Mann and Wakata later joined NASA astronauts Josh Cassada and Frank Rubio and continued preparing for a spacewalk planned to start at 7:25 a.m. EST on Saturday. The quartet reviewed the steps Cassada and Rubio will use to install a roll-out solar array on the station’s Starboard- 4 truss segment during the seven-hour excursion. Mann and Wakata will be inside the station supporting the duo before, during, and after the spacewalk.

The roll-out-solar array, also known as an International Space Station Roll-Out Solar Array, or iROSA, was extracted from inside the SpaceX Dragon resupply ship’s unpressurized trunk by ground controllers remotely commanding the Canadarm2 robotic arm. The iROSA was then placed on a starboard truss structure attachment point. From there, the spacewalkers will retrieve the roll-out solar array on Saturday and install it on the starboard truss segment. The new iROSA is augmenting the space station’s power generation system.

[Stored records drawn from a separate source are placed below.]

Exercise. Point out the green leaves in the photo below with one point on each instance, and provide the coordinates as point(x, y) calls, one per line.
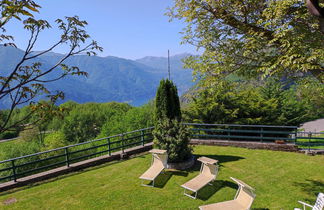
point(167, 101)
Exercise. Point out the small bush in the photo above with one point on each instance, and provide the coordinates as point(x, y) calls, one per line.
point(174, 137)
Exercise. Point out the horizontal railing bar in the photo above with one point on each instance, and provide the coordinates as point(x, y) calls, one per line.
point(41, 168)
point(318, 138)
point(6, 169)
point(305, 132)
point(89, 155)
point(89, 148)
point(40, 160)
point(243, 137)
point(131, 144)
point(7, 177)
point(243, 131)
point(236, 125)
point(61, 148)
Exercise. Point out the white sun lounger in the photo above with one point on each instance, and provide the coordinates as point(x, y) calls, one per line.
point(319, 204)
point(208, 173)
point(243, 199)
point(158, 164)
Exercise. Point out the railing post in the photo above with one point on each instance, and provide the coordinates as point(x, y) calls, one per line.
point(67, 156)
point(142, 137)
point(109, 150)
point(261, 135)
point(14, 170)
point(309, 137)
point(122, 136)
point(295, 140)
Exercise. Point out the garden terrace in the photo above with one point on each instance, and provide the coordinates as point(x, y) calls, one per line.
point(280, 180)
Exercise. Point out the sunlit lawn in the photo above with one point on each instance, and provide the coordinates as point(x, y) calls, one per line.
point(280, 180)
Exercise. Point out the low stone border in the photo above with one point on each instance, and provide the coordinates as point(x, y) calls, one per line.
point(136, 150)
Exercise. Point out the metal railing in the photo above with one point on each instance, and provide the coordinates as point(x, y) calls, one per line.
point(261, 133)
point(310, 140)
point(15, 168)
point(19, 167)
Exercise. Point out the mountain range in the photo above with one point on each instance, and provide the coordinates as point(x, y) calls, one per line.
point(109, 78)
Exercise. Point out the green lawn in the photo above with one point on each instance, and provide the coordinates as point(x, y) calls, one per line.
point(280, 180)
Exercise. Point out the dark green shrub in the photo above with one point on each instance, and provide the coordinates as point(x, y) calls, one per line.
point(174, 137)
point(167, 103)
point(169, 133)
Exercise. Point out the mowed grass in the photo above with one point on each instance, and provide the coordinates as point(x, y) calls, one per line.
point(280, 180)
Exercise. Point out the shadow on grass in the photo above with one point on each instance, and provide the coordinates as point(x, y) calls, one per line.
point(312, 188)
point(222, 158)
point(162, 179)
point(209, 190)
point(59, 177)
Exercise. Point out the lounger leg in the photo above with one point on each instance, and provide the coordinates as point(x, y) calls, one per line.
point(147, 185)
point(194, 197)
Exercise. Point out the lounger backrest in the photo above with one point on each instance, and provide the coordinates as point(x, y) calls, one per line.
point(210, 169)
point(245, 197)
point(319, 204)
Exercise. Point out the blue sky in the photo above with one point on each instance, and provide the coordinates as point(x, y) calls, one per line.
point(124, 28)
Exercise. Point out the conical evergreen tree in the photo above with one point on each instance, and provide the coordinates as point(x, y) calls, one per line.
point(167, 101)
point(170, 134)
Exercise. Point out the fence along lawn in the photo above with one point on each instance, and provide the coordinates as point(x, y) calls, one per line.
point(280, 180)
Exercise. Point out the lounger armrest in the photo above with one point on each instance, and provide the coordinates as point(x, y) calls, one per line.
point(305, 204)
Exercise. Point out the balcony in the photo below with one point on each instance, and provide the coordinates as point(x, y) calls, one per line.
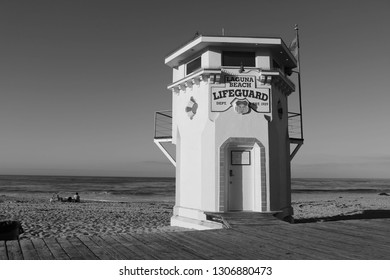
point(163, 133)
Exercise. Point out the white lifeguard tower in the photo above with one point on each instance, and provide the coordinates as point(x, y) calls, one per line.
point(230, 127)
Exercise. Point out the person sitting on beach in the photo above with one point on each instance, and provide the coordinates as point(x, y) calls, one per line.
point(76, 197)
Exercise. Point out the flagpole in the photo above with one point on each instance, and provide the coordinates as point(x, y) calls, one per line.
point(299, 78)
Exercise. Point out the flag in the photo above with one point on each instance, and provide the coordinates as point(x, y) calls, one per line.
point(294, 47)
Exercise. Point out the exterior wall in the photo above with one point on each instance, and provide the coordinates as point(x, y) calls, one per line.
point(198, 171)
point(203, 138)
point(280, 180)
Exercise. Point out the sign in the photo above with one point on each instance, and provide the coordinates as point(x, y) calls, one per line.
point(241, 93)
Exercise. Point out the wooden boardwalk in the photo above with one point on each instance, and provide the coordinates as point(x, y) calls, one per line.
point(352, 239)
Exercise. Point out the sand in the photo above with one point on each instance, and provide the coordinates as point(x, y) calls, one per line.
point(42, 218)
point(339, 205)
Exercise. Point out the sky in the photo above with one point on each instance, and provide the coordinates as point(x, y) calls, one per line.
point(80, 81)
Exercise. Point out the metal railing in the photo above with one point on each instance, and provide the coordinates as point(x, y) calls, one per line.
point(163, 125)
point(294, 125)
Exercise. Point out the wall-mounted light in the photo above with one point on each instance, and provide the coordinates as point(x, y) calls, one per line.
point(241, 68)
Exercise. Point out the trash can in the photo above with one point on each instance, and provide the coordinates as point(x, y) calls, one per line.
point(10, 230)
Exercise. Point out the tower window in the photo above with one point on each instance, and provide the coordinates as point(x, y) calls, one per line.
point(238, 59)
point(193, 65)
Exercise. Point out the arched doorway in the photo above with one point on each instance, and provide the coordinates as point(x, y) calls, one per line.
point(242, 175)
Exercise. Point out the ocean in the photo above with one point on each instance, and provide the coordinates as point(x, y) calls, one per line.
point(155, 189)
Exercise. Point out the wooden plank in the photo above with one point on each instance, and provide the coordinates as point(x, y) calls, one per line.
point(14, 251)
point(334, 243)
point(177, 242)
point(180, 252)
point(70, 250)
point(111, 245)
point(372, 228)
point(99, 251)
point(299, 245)
point(318, 243)
point(133, 249)
point(353, 241)
point(273, 246)
point(236, 244)
point(28, 249)
point(154, 246)
point(107, 247)
point(206, 251)
point(265, 246)
point(3, 251)
point(43, 251)
point(56, 249)
point(211, 249)
point(84, 250)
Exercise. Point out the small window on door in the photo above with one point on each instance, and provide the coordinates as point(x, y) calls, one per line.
point(247, 59)
point(241, 158)
point(193, 65)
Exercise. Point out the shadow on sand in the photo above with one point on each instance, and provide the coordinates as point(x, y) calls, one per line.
point(366, 214)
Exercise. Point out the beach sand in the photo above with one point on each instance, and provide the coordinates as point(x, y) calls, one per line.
point(42, 218)
point(319, 206)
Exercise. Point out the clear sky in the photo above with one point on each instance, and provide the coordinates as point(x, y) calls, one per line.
point(80, 81)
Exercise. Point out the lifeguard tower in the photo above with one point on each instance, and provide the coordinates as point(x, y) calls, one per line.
point(230, 127)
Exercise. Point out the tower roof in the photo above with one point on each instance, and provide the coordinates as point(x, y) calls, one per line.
point(276, 46)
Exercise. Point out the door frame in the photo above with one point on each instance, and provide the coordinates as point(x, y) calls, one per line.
point(261, 193)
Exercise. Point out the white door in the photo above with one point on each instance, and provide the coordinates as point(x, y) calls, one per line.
point(241, 180)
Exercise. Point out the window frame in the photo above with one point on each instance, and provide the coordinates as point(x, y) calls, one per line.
point(195, 69)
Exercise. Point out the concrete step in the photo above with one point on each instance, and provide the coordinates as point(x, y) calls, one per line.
point(244, 218)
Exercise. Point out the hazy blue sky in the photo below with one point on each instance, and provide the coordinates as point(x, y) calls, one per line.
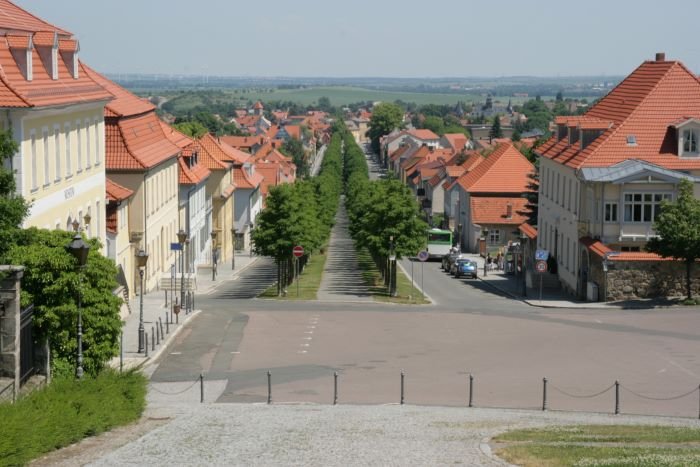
point(409, 38)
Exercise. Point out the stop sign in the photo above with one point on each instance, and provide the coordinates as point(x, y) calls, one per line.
point(298, 251)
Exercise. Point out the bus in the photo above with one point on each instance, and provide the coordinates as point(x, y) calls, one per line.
point(439, 242)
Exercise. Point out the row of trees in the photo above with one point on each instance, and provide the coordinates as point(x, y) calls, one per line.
point(51, 282)
point(384, 215)
point(301, 213)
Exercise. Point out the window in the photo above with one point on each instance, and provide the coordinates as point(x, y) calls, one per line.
point(34, 155)
point(67, 143)
point(610, 212)
point(644, 207)
point(57, 150)
point(98, 140)
point(690, 141)
point(79, 145)
point(45, 155)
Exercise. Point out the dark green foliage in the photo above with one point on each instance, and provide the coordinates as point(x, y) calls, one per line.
point(67, 411)
point(380, 209)
point(678, 230)
point(386, 117)
point(51, 280)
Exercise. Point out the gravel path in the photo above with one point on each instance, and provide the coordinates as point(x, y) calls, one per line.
point(343, 435)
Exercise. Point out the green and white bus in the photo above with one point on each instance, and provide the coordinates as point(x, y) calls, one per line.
point(439, 242)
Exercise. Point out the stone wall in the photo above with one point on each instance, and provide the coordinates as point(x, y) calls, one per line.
point(643, 279)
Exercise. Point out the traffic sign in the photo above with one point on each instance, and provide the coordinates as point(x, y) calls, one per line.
point(298, 251)
point(541, 255)
point(541, 266)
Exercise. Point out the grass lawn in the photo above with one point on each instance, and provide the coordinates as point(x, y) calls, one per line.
point(373, 278)
point(601, 445)
point(67, 411)
point(309, 281)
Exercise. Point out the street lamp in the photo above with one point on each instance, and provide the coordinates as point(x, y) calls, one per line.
point(141, 261)
point(182, 238)
point(233, 242)
point(79, 249)
point(213, 255)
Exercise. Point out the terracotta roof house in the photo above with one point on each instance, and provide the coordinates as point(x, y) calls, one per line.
point(490, 197)
point(55, 111)
point(605, 174)
point(140, 157)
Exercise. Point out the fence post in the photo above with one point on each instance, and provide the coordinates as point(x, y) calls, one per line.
point(335, 387)
point(201, 388)
point(471, 389)
point(544, 394)
point(269, 388)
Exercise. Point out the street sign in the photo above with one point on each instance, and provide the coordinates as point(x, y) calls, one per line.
point(541, 266)
point(541, 255)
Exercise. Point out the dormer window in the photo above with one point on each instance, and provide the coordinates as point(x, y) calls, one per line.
point(690, 141)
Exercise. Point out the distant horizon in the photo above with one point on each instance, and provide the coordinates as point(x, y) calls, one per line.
point(411, 40)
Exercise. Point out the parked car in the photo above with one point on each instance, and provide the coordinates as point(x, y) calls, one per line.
point(449, 260)
point(465, 267)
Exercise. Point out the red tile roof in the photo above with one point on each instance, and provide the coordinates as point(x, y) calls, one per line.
point(494, 210)
point(14, 18)
point(643, 105)
point(504, 171)
point(528, 230)
point(116, 192)
point(125, 103)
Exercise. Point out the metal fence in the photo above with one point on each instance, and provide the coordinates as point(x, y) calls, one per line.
point(614, 392)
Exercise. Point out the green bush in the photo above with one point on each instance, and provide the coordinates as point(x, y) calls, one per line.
point(67, 411)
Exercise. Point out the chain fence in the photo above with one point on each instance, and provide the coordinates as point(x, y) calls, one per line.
point(546, 384)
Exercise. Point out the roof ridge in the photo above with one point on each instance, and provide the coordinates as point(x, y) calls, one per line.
point(618, 128)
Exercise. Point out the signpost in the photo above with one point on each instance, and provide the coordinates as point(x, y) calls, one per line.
point(298, 252)
point(423, 257)
point(541, 268)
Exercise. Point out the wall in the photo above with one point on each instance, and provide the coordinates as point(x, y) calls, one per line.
point(642, 279)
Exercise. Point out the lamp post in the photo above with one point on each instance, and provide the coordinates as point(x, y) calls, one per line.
point(213, 255)
point(182, 238)
point(87, 218)
point(233, 254)
point(79, 249)
point(141, 261)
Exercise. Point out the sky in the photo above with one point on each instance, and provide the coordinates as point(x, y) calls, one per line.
point(378, 38)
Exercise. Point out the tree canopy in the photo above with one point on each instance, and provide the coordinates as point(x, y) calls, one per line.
point(678, 230)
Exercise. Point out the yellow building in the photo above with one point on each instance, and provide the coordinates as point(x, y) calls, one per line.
point(54, 111)
point(142, 159)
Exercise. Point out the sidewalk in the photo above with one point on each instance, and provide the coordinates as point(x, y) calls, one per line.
point(512, 285)
point(157, 315)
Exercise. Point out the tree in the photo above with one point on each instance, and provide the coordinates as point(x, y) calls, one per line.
point(51, 282)
point(385, 118)
point(678, 230)
point(295, 149)
point(496, 131)
point(13, 208)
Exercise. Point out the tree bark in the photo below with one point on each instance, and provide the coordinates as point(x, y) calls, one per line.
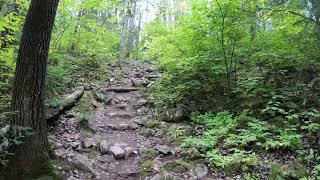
point(123, 33)
point(132, 13)
point(32, 157)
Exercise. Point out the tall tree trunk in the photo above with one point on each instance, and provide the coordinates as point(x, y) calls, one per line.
point(32, 157)
point(123, 33)
point(77, 28)
point(6, 39)
point(138, 36)
point(132, 12)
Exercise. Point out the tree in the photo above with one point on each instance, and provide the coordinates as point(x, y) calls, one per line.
point(31, 157)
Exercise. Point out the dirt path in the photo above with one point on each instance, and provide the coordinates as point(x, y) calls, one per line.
point(123, 140)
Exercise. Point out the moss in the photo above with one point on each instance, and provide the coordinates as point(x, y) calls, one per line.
point(176, 166)
point(92, 152)
point(37, 168)
point(146, 168)
point(84, 104)
point(149, 154)
point(152, 123)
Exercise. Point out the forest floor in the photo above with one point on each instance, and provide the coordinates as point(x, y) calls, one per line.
point(113, 133)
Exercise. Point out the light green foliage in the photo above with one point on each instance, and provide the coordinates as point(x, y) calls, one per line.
point(11, 137)
point(232, 142)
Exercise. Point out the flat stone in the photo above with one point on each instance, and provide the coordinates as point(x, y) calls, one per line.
point(124, 127)
point(118, 152)
point(121, 115)
point(88, 143)
point(200, 171)
point(83, 163)
point(142, 102)
point(156, 177)
point(129, 173)
point(140, 121)
point(134, 126)
point(104, 147)
point(164, 149)
point(121, 144)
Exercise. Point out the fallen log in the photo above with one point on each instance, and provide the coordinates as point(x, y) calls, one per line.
point(121, 89)
point(68, 101)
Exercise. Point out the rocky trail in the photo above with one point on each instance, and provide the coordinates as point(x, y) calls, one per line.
point(121, 137)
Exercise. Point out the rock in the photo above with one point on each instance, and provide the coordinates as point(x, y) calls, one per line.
point(128, 173)
point(130, 152)
point(88, 143)
point(124, 127)
point(152, 124)
point(121, 144)
point(293, 170)
point(140, 120)
point(148, 154)
point(112, 126)
point(176, 167)
point(142, 102)
point(149, 69)
point(191, 153)
point(164, 149)
point(104, 147)
point(140, 82)
point(118, 152)
point(156, 177)
point(138, 74)
point(69, 115)
point(167, 176)
point(94, 104)
point(124, 115)
point(134, 126)
point(173, 115)
point(122, 106)
point(45, 178)
point(83, 163)
point(200, 171)
point(98, 96)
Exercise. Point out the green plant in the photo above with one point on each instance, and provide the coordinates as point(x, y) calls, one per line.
point(10, 137)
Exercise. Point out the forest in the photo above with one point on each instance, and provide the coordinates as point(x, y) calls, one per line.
point(160, 89)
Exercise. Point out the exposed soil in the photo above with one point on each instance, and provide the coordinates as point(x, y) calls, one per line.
point(118, 143)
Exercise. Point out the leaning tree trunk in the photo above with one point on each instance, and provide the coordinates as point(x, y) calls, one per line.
point(32, 157)
point(123, 33)
point(132, 13)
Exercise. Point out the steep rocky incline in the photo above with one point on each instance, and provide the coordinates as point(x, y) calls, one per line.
point(120, 137)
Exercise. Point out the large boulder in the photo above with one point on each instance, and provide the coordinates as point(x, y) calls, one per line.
point(173, 115)
point(102, 98)
point(82, 163)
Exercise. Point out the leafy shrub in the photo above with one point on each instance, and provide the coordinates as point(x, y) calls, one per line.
point(11, 137)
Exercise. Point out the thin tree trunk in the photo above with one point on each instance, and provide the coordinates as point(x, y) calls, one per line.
point(138, 36)
point(31, 158)
point(132, 12)
point(123, 33)
point(77, 28)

The space station’s three cosmonauts spent Thursday servicing a variety of life support hardware and space station gear. Roscosmos Commander Sergey Prokopyev began the day checking cameras and their components before cleaning the Zvezda service module’s ventilation system. Flight Engineer Dmitri Petelin completed his 24-hour heart monitoring activity on Thursday morning then worked on Ethernet cable connections and orbital plumbing gear. Flight Engineer Anna Kikina spent the day maintaining an assortment of station systems and their components ensuring the orbiting lab operates in tip-top shape.